The V10 can be factory-modified to run on compressed natural gas or liquid propane gas, instead of gasoline. Ford is the only automaker to offer a gasoline engine for medium-duty trucks.

Ford changed the grille on the new trucks, to increase air flow to cool their engines. In addition to redesigning the grille, fenders and headlights, Ford restructured the new models to fit key components under the cab, instead of behind the cab or on the frame. The company says this major change will make it much easier for buyers to customize their trucks for a wide range of functions, such as construction, service, delivery and emergency vehicles.

Both models will offer three cab styles: Regular, SuperCab, and CrewCab. Body options include straight frame, dock height, and the new tractor model, which is designed for heavy towing.

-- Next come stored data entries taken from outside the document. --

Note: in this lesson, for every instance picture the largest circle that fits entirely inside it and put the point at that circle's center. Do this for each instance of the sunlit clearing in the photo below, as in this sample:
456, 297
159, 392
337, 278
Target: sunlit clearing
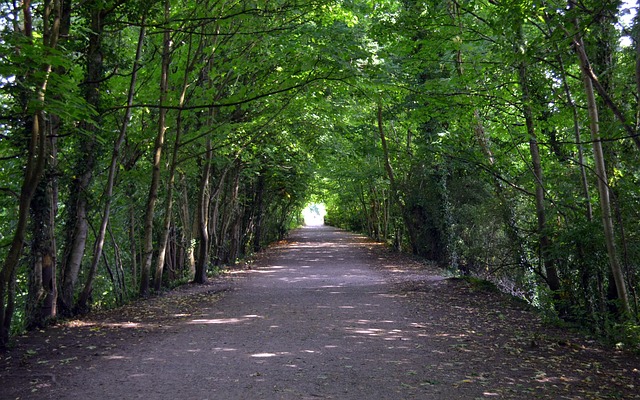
313, 214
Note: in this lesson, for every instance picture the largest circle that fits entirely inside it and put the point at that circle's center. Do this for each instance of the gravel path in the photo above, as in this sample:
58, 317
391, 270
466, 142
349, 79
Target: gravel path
325, 315
314, 322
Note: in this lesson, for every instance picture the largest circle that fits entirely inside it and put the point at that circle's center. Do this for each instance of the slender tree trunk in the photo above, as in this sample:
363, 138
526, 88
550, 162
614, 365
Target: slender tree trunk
601, 173
82, 305
408, 221
43, 288
259, 210
147, 251
544, 241
168, 211
35, 162
203, 218
77, 224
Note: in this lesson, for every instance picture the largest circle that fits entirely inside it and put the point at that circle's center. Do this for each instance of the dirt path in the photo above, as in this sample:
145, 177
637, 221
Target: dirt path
325, 315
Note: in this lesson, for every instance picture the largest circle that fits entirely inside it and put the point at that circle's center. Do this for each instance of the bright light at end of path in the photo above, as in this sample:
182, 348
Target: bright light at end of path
313, 214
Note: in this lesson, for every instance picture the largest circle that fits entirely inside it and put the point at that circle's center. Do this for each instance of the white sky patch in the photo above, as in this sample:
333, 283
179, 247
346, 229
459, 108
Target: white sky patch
626, 13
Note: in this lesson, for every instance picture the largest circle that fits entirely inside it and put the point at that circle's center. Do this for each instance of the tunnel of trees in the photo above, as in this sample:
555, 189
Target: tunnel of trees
145, 143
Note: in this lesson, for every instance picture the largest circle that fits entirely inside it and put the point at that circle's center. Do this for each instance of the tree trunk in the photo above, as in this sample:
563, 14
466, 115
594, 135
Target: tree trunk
82, 305
147, 251
601, 174
168, 210
43, 288
203, 218
77, 225
35, 161
543, 235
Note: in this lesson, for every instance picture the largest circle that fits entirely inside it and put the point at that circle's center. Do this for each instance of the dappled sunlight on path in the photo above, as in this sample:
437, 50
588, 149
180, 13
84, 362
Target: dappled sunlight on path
332, 315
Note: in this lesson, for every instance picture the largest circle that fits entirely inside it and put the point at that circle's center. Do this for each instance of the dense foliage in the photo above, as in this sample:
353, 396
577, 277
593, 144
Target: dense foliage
146, 143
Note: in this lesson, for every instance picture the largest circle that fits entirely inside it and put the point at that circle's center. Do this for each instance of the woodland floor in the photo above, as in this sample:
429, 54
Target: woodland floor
323, 315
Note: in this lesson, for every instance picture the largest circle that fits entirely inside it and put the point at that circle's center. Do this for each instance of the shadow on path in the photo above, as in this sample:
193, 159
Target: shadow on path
329, 314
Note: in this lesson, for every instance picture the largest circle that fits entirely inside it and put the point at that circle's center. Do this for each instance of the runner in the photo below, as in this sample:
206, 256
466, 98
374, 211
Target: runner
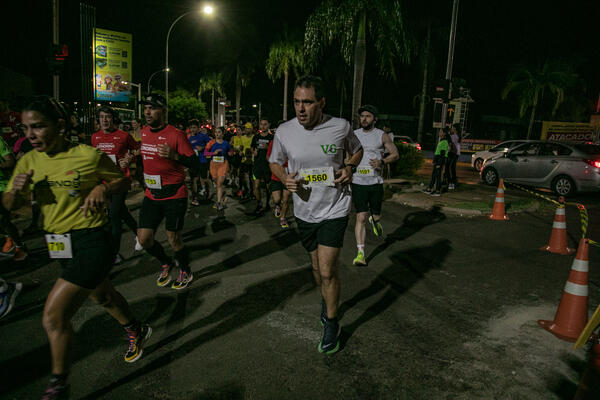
314, 144
281, 196
120, 148
219, 152
165, 151
367, 183
261, 172
198, 140
13, 244
69, 185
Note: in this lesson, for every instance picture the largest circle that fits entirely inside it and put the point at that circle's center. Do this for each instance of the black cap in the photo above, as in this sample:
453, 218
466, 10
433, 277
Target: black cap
155, 100
368, 108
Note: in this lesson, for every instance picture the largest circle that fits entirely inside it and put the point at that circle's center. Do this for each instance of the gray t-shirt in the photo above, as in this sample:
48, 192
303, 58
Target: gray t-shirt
321, 147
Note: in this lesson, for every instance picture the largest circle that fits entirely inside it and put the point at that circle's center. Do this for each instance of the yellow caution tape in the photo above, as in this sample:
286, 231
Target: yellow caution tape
589, 329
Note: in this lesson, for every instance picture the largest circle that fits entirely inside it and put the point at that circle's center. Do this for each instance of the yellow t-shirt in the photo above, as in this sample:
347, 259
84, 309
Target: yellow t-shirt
62, 182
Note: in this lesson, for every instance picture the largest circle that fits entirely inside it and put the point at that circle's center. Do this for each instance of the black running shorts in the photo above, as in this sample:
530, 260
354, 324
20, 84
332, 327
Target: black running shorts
326, 233
153, 212
93, 257
367, 198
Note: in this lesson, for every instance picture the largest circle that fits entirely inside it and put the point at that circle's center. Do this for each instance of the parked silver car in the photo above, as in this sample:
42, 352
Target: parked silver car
479, 157
562, 167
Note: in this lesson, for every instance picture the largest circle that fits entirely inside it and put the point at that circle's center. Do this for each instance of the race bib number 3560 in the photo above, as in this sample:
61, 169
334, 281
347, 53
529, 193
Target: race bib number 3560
59, 246
318, 176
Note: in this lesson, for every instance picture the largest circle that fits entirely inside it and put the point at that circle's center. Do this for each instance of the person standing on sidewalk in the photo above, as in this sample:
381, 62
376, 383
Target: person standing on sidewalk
453, 154
440, 158
120, 148
314, 145
72, 185
367, 182
165, 151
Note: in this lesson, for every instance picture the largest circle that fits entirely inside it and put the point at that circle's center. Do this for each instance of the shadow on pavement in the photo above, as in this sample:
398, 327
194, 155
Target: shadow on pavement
411, 224
407, 268
258, 300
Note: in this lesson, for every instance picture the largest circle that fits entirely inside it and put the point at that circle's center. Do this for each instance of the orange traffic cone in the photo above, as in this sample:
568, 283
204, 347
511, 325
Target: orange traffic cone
558, 237
571, 316
498, 210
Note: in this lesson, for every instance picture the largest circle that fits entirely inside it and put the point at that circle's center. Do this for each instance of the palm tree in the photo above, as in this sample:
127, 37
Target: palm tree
213, 82
350, 22
530, 86
283, 56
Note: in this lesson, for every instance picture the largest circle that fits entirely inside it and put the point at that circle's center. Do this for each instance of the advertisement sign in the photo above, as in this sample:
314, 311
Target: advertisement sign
112, 65
473, 145
569, 132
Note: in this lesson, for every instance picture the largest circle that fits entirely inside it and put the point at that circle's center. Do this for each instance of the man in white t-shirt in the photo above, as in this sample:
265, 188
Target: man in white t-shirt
367, 183
314, 146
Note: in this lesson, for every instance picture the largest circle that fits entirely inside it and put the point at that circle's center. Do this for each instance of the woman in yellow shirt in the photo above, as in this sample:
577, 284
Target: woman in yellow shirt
71, 184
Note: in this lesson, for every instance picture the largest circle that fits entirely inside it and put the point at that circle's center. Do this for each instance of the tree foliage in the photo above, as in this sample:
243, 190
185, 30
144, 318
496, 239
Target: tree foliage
337, 22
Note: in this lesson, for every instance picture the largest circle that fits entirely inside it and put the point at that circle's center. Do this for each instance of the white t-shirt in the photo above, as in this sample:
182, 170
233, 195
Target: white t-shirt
373, 148
321, 147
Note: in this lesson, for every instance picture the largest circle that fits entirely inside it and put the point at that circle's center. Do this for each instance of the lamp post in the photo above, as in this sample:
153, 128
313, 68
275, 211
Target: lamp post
156, 72
208, 10
139, 86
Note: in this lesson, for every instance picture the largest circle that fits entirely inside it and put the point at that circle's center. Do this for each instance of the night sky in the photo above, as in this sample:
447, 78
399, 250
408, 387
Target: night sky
492, 37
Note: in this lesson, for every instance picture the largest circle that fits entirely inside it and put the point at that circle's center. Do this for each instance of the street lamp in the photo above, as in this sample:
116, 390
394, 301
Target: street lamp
207, 10
139, 86
156, 72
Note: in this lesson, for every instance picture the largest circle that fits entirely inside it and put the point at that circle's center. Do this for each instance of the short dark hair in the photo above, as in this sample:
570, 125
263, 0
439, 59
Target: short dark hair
311, 81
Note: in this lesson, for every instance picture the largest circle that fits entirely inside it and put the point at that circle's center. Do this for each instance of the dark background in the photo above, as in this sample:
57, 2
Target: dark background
492, 37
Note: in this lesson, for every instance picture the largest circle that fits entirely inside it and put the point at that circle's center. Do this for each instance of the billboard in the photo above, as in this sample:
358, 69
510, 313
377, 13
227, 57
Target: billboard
568, 132
112, 65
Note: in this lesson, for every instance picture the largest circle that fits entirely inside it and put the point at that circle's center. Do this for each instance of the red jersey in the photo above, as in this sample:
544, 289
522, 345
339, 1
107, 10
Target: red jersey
115, 144
159, 171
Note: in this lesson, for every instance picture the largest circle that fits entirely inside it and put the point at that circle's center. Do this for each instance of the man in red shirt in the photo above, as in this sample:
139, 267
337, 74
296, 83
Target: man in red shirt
119, 146
165, 152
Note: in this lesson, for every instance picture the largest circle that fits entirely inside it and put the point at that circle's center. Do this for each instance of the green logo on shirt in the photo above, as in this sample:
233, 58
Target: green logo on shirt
329, 148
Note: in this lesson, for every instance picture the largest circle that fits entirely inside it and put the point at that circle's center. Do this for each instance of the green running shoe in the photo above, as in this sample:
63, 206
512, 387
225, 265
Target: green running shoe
360, 259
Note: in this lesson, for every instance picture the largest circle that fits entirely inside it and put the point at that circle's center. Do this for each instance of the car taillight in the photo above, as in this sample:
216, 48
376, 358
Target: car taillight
593, 163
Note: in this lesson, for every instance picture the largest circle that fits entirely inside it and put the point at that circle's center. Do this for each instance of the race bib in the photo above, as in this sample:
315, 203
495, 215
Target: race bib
317, 176
365, 171
152, 181
59, 246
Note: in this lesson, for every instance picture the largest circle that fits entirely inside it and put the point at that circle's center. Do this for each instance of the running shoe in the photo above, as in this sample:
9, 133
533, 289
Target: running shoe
360, 259
184, 279
165, 276
7, 299
118, 259
330, 343
20, 254
377, 228
138, 246
137, 339
9, 245
57, 389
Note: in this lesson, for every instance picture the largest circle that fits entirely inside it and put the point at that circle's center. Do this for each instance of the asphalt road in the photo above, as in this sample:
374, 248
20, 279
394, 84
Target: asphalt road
446, 309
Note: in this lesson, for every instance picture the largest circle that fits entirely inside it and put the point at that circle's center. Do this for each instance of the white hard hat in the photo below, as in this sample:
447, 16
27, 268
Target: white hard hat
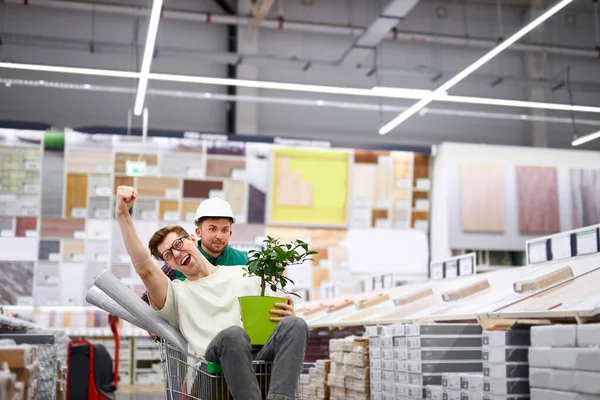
214, 208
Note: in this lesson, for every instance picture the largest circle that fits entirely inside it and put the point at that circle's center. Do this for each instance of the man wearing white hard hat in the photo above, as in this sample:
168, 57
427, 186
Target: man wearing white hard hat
214, 220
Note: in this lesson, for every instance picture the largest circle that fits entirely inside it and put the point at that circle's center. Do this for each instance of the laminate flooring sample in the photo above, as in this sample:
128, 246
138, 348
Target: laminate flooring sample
585, 194
223, 167
482, 197
16, 280
537, 194
257, 200
76, 195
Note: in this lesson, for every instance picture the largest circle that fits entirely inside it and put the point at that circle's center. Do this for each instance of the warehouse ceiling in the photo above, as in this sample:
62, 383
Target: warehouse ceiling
356, 44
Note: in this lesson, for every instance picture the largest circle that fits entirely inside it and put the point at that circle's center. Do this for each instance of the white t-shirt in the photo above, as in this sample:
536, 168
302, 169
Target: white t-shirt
204, 307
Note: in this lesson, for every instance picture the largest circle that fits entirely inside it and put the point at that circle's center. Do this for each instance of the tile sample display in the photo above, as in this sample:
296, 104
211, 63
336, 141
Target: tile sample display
585, 194
89, 161
61, 228
16, 281
235, 194
291, 189
158, 187
182, 165
257, 201
122, 158
76, 196
168, 210
223, 167
145, 209
482, 197
47, 248
53, 175
26, 227
47, 273
99, 207
200, 189
537, 195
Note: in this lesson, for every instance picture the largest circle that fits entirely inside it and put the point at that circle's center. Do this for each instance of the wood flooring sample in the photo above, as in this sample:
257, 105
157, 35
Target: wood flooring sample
585, 194
537, 194
482, 197
291, 189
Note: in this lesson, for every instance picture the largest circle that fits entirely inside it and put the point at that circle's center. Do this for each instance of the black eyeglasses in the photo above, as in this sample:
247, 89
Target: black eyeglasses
177, 245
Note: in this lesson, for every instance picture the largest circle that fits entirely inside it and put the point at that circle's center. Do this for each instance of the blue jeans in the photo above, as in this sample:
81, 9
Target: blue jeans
285, 348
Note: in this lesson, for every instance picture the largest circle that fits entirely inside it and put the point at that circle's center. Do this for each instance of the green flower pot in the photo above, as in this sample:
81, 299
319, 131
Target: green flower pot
256, 317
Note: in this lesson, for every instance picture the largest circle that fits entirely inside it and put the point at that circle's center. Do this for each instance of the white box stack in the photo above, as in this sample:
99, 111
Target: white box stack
564, 362
505, 364
349, 376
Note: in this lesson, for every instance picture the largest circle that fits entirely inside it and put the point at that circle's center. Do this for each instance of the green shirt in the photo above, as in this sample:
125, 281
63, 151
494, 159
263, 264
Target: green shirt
229, 257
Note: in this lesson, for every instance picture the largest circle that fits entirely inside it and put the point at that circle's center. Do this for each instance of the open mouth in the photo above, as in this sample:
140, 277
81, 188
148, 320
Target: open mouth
185, 260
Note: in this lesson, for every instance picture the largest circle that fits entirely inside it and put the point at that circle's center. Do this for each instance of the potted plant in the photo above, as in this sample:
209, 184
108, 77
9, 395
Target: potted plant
269, 265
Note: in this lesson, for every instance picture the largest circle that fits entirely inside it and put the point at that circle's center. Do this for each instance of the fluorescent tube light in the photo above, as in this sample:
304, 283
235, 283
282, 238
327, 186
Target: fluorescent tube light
586, 138
148, 54
471, 68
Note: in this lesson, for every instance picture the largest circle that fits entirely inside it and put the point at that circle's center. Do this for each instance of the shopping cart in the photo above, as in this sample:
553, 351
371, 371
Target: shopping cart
189, 377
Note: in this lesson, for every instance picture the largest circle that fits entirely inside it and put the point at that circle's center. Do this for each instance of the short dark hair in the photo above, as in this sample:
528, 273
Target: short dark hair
160, 235
201, 220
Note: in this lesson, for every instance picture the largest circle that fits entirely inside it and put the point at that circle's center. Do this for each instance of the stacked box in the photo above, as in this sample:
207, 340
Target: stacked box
564, 362
434, 350
22, 361
349, 376
505, 364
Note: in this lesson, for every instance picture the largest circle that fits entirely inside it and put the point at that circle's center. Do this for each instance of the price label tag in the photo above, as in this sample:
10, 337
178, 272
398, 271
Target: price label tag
451, 269
422, 205
148, 215
195, 173
466, 266
29, 165
561, 247
104, 168
383, 203
7, 233
171, 215
172, 194
31, 233
31, 188
537, 252
103, 191
403, 184
587, 242
238, 174
102, 214
78, 212
437, 271
385, 161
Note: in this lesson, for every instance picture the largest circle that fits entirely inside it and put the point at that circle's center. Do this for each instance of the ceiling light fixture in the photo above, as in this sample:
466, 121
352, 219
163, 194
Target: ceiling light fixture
473, 67
148, 55
584, 139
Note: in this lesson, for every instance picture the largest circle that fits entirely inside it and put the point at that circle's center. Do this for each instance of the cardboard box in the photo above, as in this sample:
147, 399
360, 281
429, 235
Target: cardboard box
506, 338
554, 336
506, 370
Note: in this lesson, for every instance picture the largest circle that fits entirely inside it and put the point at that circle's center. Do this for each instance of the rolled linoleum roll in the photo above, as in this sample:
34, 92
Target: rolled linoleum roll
98, 298
126, 298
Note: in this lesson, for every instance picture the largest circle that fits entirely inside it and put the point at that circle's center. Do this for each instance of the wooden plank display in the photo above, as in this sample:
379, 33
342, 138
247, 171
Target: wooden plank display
537, 194
482, 197
585, 195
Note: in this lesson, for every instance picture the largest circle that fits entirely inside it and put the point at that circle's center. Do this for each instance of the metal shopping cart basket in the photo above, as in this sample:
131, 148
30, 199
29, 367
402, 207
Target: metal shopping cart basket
189, 377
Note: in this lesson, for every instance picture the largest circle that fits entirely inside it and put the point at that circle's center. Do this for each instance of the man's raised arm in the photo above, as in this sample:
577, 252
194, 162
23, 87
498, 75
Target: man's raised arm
154, 279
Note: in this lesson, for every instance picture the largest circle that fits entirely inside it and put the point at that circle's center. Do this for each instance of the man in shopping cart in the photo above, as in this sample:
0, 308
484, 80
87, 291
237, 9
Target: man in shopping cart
205, 308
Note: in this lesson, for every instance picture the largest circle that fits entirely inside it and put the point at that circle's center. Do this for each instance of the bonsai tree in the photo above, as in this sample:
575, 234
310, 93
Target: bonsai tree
270, 264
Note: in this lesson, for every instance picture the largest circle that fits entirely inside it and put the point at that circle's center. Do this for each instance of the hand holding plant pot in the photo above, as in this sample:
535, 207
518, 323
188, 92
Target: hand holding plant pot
269, 265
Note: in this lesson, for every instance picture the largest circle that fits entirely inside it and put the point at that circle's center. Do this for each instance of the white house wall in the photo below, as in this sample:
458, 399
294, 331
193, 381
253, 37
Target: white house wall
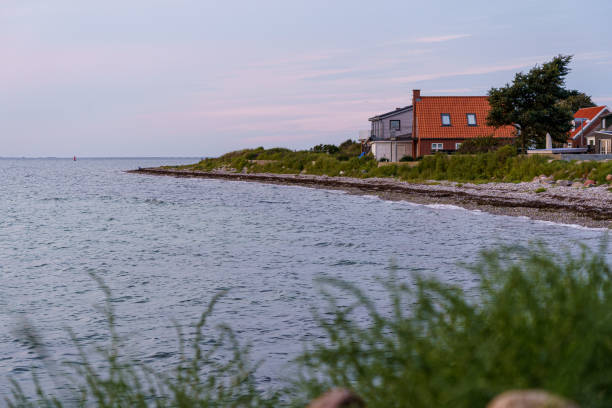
381, 128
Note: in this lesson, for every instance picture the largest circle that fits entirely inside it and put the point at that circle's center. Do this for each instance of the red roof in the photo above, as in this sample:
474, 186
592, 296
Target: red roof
586, 113
429, 110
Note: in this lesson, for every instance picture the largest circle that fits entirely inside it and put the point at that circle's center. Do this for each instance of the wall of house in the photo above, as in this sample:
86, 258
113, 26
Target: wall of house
392, 151
599, 137
381, 128
447, 144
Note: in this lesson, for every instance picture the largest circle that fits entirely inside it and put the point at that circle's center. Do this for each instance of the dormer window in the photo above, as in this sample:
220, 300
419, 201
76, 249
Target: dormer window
446, 119
471, 119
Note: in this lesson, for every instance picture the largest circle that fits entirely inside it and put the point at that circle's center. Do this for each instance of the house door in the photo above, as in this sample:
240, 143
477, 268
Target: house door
605, 146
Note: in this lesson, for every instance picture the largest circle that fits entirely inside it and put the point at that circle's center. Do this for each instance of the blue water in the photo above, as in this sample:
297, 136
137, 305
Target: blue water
165, 246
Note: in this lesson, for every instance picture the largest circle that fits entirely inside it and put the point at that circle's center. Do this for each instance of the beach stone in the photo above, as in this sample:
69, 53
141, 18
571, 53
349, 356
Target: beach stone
589, 183
530, 399
338, 398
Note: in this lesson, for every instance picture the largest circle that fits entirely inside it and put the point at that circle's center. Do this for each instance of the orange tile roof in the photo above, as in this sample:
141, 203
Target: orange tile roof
586, 113
429, 122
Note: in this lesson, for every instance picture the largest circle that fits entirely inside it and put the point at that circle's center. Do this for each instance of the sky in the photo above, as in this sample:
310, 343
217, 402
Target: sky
200, 78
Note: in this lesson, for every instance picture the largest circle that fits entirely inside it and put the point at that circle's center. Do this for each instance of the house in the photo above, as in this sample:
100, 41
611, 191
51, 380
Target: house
390, 136
587, 121
603, 136
442, 123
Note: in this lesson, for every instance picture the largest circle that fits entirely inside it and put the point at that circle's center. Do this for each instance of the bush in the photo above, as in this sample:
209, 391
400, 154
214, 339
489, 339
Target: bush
329, 149
482, 144
503, 164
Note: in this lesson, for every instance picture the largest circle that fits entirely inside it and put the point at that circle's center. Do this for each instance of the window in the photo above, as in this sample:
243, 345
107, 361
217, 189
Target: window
471, 119
446, 119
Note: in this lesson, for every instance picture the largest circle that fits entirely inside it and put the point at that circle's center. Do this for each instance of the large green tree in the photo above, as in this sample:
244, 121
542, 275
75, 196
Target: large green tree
577, 100
532, 101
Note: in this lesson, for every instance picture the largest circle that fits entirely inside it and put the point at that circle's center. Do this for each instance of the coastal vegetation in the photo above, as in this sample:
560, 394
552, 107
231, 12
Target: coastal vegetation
538, 103
493, 163
533, 319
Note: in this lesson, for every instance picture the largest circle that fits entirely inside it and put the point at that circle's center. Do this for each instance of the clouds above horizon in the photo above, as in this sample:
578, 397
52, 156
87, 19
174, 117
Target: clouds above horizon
201, 78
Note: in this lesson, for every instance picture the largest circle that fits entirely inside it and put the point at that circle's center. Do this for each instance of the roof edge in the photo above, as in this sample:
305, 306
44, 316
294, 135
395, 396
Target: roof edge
604, 108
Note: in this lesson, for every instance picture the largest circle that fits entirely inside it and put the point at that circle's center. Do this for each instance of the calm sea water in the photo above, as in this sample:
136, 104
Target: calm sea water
165, 246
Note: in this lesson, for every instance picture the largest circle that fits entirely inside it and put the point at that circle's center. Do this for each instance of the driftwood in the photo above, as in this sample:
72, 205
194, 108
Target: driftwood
338, 398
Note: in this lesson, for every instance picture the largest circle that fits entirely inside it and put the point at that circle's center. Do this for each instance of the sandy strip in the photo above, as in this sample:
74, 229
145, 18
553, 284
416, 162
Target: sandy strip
589, 207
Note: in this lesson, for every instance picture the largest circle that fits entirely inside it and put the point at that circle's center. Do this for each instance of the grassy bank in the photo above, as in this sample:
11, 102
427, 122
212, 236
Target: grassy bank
500, 165
534, 320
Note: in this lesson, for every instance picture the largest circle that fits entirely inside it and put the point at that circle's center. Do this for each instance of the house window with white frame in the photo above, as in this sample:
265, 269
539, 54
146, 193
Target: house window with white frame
445, 119
471, 119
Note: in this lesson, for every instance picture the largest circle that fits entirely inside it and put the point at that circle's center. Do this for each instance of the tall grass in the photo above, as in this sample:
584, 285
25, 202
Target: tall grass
534, 319
502, 164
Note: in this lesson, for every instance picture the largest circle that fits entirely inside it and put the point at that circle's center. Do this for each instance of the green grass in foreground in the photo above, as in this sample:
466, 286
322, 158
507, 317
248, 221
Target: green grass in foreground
500, 165
533, 320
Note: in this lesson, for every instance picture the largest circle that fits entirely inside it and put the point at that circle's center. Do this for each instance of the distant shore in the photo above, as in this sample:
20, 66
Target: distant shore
589, 207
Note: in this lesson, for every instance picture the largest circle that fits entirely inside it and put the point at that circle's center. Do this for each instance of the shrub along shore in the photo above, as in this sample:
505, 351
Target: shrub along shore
503, 164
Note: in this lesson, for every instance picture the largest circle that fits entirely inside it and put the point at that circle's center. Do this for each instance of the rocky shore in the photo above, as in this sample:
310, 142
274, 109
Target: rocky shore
540, 199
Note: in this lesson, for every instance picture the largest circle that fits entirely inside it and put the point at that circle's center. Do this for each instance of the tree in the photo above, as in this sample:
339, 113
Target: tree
532, 102
577, 100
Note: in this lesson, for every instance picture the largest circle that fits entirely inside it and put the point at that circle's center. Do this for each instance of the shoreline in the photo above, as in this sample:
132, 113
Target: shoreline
589, 207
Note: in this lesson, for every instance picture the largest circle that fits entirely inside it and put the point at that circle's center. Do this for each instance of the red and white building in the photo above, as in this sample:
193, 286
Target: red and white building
587, 123
442, 123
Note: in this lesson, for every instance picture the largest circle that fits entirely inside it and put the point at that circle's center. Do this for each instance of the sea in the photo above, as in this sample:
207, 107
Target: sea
164, 247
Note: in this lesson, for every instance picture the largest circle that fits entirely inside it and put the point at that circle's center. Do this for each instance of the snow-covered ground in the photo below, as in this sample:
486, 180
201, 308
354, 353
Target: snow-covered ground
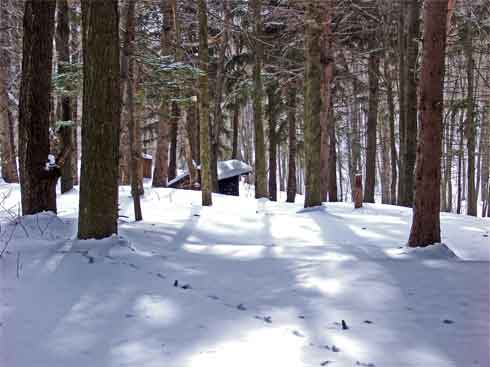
243, 283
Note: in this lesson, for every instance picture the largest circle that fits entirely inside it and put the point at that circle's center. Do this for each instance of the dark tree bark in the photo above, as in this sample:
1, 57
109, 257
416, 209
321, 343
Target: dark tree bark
205, 146
37, 179
391, 118
291, 185
327, 58
410, 92
426, 217
161, 171
373, 74
133, 126
274, 100
236, 122
332, 158
313, 105
173, 135
472, 199
98, 208
257, 94
218, 100
7, 145
66, 132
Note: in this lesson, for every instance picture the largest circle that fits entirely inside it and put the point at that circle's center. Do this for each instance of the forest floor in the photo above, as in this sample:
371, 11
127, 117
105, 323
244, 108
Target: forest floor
243, 283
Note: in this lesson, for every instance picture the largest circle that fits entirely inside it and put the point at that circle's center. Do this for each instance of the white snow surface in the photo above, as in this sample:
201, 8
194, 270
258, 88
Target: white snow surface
258, 284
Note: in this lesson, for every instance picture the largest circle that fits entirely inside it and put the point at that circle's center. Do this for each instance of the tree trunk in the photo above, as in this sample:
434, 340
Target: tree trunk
410, 135
313, 105
236, 122
327, 59
373, 74
291, 185
391, 118
133, 126
206, 183
332, 157
66, 130
37, 178
98, 208
274, 100
161, 171
426, 217
260, 167
472, 200
7, 147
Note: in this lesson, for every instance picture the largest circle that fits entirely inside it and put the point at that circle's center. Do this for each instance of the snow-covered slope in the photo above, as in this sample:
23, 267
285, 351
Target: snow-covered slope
243, 283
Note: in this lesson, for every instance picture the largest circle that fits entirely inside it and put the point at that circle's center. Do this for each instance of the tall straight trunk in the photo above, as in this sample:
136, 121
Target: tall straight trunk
332, 157
160, 172
449, 163
273, 99
98, 208
472, 200
391, 118
460, 163
236, 122
37, 184
426, 217
410, 99
327, 58
385, 161
485, 156
7, 146
402, 67
313, 105
66, 131
291, 103
173, 135
133, 126
206, 183
257, 95
124, 145
220, 81
373, 74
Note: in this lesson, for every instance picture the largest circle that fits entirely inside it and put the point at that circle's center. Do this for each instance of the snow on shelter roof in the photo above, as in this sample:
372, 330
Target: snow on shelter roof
231, 168
226, 169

John Ruppert, general manager of Ford Commercial Vehicle Sales & Marketing, stated in a press release, “Every day, we’re thinking of new ways to better serve our hard-working customers…. The same Ford engineers who developed the best-selling F-Series have designed this all-new medium-duty lineup that can meet the demands of our toughest customers with trucks that are cost-effective, ready for work, and, most importantly, can help keep them going on the job.”

Ford sold 8,682 heavy trucks in 2013, up about 21 percent from 2012. The company reports that sales through February are up 52 percent.